Других девушек я не помню, они старше были, да и потом работа нас развела. А Леньку хорошо помню, мы приятельствовали, часто встречались, когда она на передовой пункт приезжала или когда я в медсанбат ездила. Она была из Белоруссии, и имя у нее было странное для меня — Леонида. Все звали ее Ленькой. Когда-нибудь я расскажу, как весной сорок второго я на чужой машинке ей юбку строчила: Леньке очень надоело в военных галифе ходить с обмотками над ботинками.
Первыми по колее шли девушки-медсестры, потом Ленька с рамкой меда, я замыкала шествие.
И вдруг Ленька поскользнулась — и в самую грязь! Сама упала, лежит в грязной жиже, а рука с рамкой меда вверх поднята — чтоб не испачкать!
Мы, конечно, помогли ей подняться, отряхнули, как могли, и высоко оценили ее самоотверженный поступок по сохранению общего добра.

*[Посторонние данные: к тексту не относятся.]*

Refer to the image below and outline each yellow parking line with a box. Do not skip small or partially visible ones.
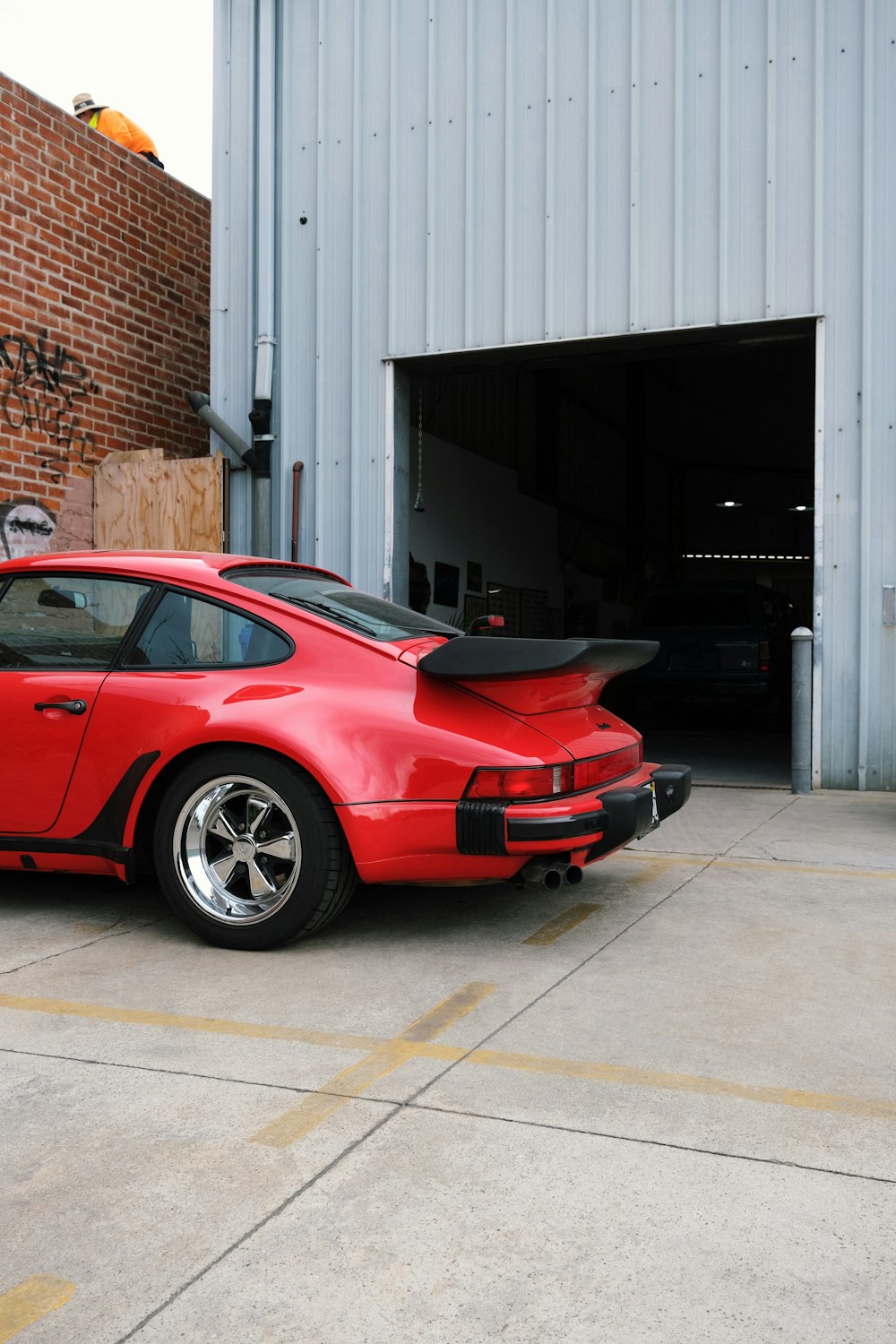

Долго двигались мы по этому проселку. Темнеть стало. Девчата ходче пошли, а может, мне так показалось, потому что я все отставала и отставала. Наконец я уже брела одна в темноте. Как мне горько было, передать не могу! Бросили, ни слова не сказав. Одну, ночью, в голой степи, как в пустыне. Товарищи называются!
Казалось, я и шага уже сделать не могу, так устала. Но идти надо, не валиться же в грязь. Куда-нибудь когда-нибудь эта колея меня приведет?!..
Так, почти в темноте, я доползла до первого дома в хуторе Большинском.
Когда постучалась в крайнюю избу хутора, там уже спали. Хозяйка чиркнула спичкой, зажгла лампу. Трое ребятишек подняли головы с подушек. Хозяйка показалась мне неразговорчивой, невеселой и старой. А ей было лет тридцать пять. Муж, конечно, был на фронте.
Я действовала как во сне: что-то ела, обжигалась кипятком. Как-то непонятно быстро появился таз с горячей водой, чтоб поставить туда натруженные ноги. Потом облачение в хозяйкину рубашку, неумелое взбирание на печку, горячее ватное одеяло и — провал в сон.